Poor J.R. had to listen to me bitch and moan all week long as I agonized back and forth about what to do. I must have changed my mind fifty times, trying to figure out what’s the best thing to do. I lost a LOT of sleep, bawled my eyes out every single day, and felt VERY haggard (and I had TWO photo shoots this week). It caused a lot of stress for him, I’m sure, but then he’s going through some tough times of his own anyway, so he was already in a bad way. I didn’t realize just how much of a bad way until the day he was supposed to leave — when he changed his mind and stayed an extra few days. He did not want to go back home and face his problems, so he stayed over a few days to look into some investment opportunities here. Then, when his second departure date arrived, I took him to the airport…….and he purposely missed his flight! He checked in all his bags and stuff, but then wandered around the airport pissing away time until it was too late, and the last flight of the day had left.

Meanwhile, I was going through hell trying to figure out my house thing. I was bawling my eyes out 24/7, while still trying to keep a sexy face for these fucking photo shoots I was doing, and I just didn’t have it in me to console him over whatever he didn’t want to go back home to. To make matters worse, he was being kinda mean to me at dinner one night —  I don’t remember what he said exactly, but he hurt my feelings so badly that I got up and hit him with my purse in the middle of P.F. Chang’s and stormed out. Seriously!

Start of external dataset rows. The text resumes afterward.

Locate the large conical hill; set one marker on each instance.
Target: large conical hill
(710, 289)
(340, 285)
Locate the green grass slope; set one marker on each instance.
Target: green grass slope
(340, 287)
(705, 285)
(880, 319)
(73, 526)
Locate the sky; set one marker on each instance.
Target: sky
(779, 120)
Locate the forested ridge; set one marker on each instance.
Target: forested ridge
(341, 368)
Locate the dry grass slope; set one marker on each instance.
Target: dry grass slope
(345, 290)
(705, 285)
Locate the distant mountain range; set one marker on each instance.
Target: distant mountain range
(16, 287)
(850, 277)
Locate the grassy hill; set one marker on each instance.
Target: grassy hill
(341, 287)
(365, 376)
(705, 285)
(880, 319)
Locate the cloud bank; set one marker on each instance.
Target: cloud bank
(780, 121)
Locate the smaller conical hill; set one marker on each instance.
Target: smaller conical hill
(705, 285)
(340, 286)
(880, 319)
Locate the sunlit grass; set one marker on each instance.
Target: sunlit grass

J.R. and I made up the next day, but I guess the whole scene made his depression worse — after missing his flight, he left the airport and disappeared into some shitty little dive motel near the airport — he won’t even tell me which one! Normally, he always stays someplace nice…so this is really out of character. He’s always wanted to “diasppear,” like in the movies…so this is like his dry run, I guess. As we speak, he’s holed up in some shitty hovel somewhere with nothing but the clothes on his back and his laptop. He doesn’t even have WiFi — which was a big deal to him (I hate to tell him about some of the places I’ve stayed in!). And he’s been there two days! I’m kind of worried…but I think it might actually be good for him — even though he says he was rolled by a hooker the other night to the tune of $2,000. Either way, I’m so fucking stressed about my house I can’t handle any more worries!!!!!!!!!!!!!!!

Anyhoo, speaking of destruction, here’s the hot new stocking stuffer this Christmas season! Here’s what it says on the back of the box:

“Wannabe showgirl Wonderhussy was rejected from the Jubilee! auditions for being too short…so in a furious rage, she takes on Vegas. Level one: destroy legions of balloon-breasted, fish-lipped, white-haired, orange-skinned whores at a Vegas pool party! Shoot ’em right in the tits, then watch their implants explode for a Goo Bonus. Level Two: hunt down hydrocephalic muscleheads at a nightclub: each dead body in a TapOut t-shirt is 50 points, Affliction shirts are 100 pts, and the elusive Ed Hardy shirt gets you 500 pts!! Level 3: Dodge and weave among porn-slappers, prostitutes, crackheads in Barney costumes and daiquiri-toting frat boys as you race the clock, Frogger-style, attempting to cross Vegas Blvd. Don’t get hit by the “Hot Girls Direct to Your Room” truck!!! Final Round: face off against the Boss, a/k/a the meathead douchebag nightclub doorman. Tip: steal his BlackBerry, and he’s powerless! Once you’ve defeated him, watch in glee as the city crumbles to dust…then get the fuck out.”